Peut-on réconcilier la Nation si l’on ne va pas vers elle ? Si l’on ne lui parle pas? Comment la population pourrait-elle faire confiance à ses dirigeants lorsqu’elle constate que les financiers des gangs ne sont pas inquiétés et que la Justice peine à les sanctionner ainsi que ceux qui ont dilapidé les fonds publics ? Que des monopoles existent encore alors qu’ils sont la cause du manque d’investissement étranger et des prix exorbitants sur le marché ? Sans stratégie de communication publique, sans pédagogie, sans transparence, sans des signaux clairs, cette Conférence nationale était vouée à l’échec.
Quinto : des résultats macro toujours aussi désastreux
La préoccupation majeure des Haïtiens, au-delà de la cherté de la vie, demeure l’insécurité. Malheureusement, la performance de n’importe quelle administration à venir est liée au soutien externe dans la lutte contre l’insécurité : que ce soit sur la livraison de matériels appropriés pour contrôler le territoire, la stratégie de lutte anti-gang, ou la formation du personnel policier et militaire sur l’utilisation des nouveaux outils. Cette stratégie ne peut être implémentée sans l’assentiment des Haïtiens, sans une approche communautaire pour le retour à la paix. Les résultats au cours des seize derniers mois en disent long.
De manière générale, entre 2024 et 2025, les rares victoires du CPT n’ont produit aucun effet transformateur. Les indicateurs parlent d’eux-mêmes : en compilant les diverses données publiées par les Nations Unies et les organisations des droits humains, on se rend compte que le nombre d’homicides est passé de 6 972 homicides en 2022 et 2023 à 8,742 en 2024 et au mois de novembre 2025 (sujet à augmenter d’ici le 31 décembre 2025); l’inflation a légèrement augmenté passant de 26.9 % en 2024 à 27.8 % en 2025 ; l’économie a enregistré une septième année consécutive de récession, passant de -4% en 2024 à –3.1 % en 2025 selon les projections du FMI (via Worldometer).

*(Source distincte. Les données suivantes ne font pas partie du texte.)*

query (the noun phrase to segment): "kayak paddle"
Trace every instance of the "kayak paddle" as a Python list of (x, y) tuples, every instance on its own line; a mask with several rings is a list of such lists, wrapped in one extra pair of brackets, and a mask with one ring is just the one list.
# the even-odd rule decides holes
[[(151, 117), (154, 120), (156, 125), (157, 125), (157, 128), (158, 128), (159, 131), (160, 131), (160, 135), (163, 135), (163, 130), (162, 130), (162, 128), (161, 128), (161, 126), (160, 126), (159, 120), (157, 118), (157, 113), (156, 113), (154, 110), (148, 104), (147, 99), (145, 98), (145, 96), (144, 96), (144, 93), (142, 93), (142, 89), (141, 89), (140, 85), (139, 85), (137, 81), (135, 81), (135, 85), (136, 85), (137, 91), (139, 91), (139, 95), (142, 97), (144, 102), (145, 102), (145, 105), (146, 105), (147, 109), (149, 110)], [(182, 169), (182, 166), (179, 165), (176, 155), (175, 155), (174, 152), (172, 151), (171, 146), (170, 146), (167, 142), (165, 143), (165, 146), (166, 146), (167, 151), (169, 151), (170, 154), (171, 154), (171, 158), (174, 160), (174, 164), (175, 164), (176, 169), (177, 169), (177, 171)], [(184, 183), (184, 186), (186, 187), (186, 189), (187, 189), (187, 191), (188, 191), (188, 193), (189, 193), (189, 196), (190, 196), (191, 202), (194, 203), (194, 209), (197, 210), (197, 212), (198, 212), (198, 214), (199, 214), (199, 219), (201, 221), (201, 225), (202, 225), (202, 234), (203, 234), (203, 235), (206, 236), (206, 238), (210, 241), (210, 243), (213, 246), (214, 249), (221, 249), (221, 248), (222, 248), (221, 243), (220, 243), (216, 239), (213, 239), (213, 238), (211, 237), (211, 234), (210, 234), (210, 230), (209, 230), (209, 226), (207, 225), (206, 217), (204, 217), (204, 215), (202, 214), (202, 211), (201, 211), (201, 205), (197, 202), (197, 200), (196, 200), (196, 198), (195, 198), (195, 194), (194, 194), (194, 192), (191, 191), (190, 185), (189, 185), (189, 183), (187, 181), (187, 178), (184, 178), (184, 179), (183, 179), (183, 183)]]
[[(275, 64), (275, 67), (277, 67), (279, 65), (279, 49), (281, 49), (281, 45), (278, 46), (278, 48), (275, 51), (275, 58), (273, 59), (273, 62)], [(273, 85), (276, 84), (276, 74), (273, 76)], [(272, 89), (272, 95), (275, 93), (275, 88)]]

A cela s’ajoutent la fermeture récente de l’aéroport de Port-au-Prince aux vols nationaux en raison de l’insécurité, ainsi que le blanc-seing donné à des frappes de drones causant des victimes civiles sans aucun cadre juridique pour encadrer ces opérations destinées à combattre les gangs, les déportations massives sans respect pour les droits des migrants de la République dominicaine.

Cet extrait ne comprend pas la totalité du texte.